Leader of the WP is Andrea Ballabio from the Telethon Institute of Genetics and Medicine (Naples, Italy).

The general aim of WP1 is to study the mechanisms involved in cell damage and dysfunction (and thus leading to disease) in patients with lysosomal storage diseases (LSDs).

Recent studies have suggested that many factors play a role in the pathophysiology of LSDs. The accumulation of autophagic vacuoles, programmed cell death and chronic inflammation have been associated with the pathogenesis and progression of several lysosomal disorders. Understanding the biological mechanisms at the basis of these secondary effects and how they might relate to substrate storage has strong implications for the understanding of human LSD pathogenesis and possible implications for therapy.

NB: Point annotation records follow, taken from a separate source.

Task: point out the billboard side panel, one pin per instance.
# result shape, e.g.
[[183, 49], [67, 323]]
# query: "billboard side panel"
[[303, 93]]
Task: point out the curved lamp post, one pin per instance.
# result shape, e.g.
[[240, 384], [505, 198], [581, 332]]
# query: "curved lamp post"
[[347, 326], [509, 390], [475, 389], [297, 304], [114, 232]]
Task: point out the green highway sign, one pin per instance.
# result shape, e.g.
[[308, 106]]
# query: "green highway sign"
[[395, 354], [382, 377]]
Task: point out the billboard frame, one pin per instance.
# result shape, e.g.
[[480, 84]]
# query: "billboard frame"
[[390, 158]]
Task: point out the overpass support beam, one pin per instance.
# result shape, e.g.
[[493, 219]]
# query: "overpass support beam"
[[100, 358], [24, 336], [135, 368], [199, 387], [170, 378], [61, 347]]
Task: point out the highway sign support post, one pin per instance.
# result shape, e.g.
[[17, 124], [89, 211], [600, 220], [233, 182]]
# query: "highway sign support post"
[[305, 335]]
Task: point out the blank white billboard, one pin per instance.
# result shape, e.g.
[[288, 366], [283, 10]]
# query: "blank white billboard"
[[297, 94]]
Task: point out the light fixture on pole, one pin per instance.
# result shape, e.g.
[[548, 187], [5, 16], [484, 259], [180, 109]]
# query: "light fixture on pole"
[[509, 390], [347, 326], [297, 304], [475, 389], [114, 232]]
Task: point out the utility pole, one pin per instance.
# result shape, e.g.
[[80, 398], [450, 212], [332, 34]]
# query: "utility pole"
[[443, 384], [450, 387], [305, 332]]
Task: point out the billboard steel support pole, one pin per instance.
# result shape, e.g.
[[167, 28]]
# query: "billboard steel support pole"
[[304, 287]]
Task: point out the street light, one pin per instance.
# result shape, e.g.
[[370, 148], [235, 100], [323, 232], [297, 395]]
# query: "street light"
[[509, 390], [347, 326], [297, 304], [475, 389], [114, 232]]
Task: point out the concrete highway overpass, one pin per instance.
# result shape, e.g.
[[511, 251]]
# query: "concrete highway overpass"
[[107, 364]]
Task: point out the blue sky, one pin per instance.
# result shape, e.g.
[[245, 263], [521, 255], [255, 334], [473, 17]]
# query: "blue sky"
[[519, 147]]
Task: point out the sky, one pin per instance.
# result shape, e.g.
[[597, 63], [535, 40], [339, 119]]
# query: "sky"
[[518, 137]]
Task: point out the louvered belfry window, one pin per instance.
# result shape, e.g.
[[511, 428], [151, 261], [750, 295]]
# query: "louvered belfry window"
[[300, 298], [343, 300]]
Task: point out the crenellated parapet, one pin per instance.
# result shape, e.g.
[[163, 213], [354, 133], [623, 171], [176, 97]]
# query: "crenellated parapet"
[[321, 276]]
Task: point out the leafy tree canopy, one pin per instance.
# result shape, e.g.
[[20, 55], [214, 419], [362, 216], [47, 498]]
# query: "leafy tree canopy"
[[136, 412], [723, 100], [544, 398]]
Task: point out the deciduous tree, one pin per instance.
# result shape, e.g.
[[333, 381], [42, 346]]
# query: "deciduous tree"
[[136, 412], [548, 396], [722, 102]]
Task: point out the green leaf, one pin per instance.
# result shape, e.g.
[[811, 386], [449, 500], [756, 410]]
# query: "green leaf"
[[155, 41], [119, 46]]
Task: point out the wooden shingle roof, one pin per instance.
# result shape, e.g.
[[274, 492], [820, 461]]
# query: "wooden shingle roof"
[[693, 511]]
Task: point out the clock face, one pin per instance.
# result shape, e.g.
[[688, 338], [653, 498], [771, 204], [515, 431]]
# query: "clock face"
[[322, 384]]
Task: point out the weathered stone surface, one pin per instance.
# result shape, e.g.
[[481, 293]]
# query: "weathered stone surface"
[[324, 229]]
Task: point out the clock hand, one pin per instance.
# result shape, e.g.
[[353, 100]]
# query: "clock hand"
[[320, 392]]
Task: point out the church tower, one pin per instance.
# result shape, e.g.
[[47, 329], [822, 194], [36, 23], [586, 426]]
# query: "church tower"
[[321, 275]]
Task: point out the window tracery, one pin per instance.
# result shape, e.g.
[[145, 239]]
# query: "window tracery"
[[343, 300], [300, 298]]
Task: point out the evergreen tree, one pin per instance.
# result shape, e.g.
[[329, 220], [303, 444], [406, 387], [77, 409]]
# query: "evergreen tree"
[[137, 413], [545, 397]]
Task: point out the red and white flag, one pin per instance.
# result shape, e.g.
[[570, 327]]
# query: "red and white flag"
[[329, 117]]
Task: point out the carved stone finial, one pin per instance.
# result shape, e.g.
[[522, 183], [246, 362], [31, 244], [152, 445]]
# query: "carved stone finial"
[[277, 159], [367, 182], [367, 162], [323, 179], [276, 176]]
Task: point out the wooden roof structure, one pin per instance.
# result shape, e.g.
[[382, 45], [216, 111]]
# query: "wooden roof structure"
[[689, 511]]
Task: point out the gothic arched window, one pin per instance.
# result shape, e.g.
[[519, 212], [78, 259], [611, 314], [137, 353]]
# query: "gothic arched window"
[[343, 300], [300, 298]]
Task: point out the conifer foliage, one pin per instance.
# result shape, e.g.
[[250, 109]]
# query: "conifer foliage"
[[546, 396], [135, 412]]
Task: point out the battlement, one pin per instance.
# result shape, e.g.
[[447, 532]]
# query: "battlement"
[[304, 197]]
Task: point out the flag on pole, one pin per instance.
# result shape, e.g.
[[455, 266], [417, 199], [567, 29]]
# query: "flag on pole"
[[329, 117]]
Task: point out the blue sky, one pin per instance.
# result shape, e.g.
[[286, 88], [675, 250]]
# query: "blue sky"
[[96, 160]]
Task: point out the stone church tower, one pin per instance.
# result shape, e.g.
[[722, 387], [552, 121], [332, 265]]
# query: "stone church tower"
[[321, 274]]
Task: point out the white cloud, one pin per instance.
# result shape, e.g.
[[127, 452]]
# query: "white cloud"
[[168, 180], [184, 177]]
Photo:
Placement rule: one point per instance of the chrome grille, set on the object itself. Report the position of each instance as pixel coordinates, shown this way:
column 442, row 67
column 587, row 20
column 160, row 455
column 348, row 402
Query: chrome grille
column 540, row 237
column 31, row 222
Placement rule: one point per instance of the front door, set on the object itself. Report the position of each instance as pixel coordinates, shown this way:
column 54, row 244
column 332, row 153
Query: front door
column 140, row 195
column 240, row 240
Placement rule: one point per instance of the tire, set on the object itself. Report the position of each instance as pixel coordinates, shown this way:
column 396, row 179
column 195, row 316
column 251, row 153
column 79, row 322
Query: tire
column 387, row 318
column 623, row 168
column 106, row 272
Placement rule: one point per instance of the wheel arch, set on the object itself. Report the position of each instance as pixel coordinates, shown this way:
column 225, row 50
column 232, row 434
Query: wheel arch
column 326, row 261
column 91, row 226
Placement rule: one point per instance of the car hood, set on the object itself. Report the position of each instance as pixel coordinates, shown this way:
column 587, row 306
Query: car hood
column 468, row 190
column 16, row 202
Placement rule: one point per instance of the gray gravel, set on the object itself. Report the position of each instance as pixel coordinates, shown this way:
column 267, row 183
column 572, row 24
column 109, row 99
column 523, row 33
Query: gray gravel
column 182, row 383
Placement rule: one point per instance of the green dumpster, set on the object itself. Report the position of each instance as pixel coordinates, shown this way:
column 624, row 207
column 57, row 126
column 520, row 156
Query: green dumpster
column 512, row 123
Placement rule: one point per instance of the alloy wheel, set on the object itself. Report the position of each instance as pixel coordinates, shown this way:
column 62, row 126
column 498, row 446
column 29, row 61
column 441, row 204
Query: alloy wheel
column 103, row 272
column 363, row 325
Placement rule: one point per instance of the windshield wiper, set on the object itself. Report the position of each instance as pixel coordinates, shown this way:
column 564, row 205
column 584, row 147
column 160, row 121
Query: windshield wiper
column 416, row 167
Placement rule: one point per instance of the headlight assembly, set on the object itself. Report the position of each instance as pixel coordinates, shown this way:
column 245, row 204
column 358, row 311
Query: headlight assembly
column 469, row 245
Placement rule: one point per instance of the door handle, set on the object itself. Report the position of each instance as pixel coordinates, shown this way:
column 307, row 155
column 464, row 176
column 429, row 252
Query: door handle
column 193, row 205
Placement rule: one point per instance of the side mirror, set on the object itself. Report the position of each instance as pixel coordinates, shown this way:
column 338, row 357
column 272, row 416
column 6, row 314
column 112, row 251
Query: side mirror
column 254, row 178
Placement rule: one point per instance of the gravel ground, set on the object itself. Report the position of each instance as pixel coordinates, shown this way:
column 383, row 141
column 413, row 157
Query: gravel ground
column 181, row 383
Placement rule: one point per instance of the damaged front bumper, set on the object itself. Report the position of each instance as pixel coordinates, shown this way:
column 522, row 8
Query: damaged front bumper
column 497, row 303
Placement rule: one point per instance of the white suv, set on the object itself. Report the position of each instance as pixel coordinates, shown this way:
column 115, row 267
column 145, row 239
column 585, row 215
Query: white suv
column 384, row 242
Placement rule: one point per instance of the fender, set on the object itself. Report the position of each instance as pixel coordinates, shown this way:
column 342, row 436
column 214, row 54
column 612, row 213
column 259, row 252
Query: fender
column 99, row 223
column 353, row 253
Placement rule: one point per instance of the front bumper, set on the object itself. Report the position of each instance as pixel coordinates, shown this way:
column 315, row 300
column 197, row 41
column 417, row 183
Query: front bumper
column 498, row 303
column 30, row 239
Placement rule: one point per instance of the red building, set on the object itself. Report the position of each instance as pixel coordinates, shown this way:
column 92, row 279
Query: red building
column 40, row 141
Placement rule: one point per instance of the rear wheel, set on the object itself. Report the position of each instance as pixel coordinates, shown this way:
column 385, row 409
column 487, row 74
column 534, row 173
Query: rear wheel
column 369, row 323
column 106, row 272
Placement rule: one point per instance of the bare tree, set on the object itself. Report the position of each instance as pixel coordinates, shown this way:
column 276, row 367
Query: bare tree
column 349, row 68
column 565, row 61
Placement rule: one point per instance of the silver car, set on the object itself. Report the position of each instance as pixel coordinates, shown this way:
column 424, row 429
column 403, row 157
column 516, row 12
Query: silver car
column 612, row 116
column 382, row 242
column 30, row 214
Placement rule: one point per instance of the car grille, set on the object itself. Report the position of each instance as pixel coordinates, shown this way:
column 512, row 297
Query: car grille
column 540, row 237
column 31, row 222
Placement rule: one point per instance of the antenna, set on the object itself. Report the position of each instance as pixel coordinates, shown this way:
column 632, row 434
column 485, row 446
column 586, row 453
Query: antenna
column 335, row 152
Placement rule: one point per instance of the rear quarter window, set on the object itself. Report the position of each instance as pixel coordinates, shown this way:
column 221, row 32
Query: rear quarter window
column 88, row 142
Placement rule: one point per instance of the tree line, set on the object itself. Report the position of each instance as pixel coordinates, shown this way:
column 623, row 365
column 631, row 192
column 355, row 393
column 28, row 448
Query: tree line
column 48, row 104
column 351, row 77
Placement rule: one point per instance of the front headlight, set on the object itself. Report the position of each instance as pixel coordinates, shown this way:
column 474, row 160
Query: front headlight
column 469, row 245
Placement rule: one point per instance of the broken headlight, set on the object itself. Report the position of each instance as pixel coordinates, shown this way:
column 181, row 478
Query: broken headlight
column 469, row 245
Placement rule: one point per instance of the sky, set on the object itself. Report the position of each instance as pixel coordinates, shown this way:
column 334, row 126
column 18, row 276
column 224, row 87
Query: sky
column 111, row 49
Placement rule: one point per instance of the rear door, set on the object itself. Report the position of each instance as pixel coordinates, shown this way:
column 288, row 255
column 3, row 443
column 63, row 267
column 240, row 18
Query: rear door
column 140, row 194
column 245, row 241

To this end we will investigate three LSDs: Multiple Sulfatase Deficiency (MSD), Pompe disease, and MPS VI and in particular we will focus on:

1. Understanding the pathogenetic mechanisms underlying Multiple Sulfatase Deficiency (MSD) and type VI Mucopolysaccharidosis (MPS VI) in particular investigating the involvement of autophagy, cell death and inflammation.

2. Understanding the pathophysiology of Pompe disease (PD) by determining markers of disease stages, investigating the bases for the clinical diversity among patients and the role of autophagy in the course of the disease.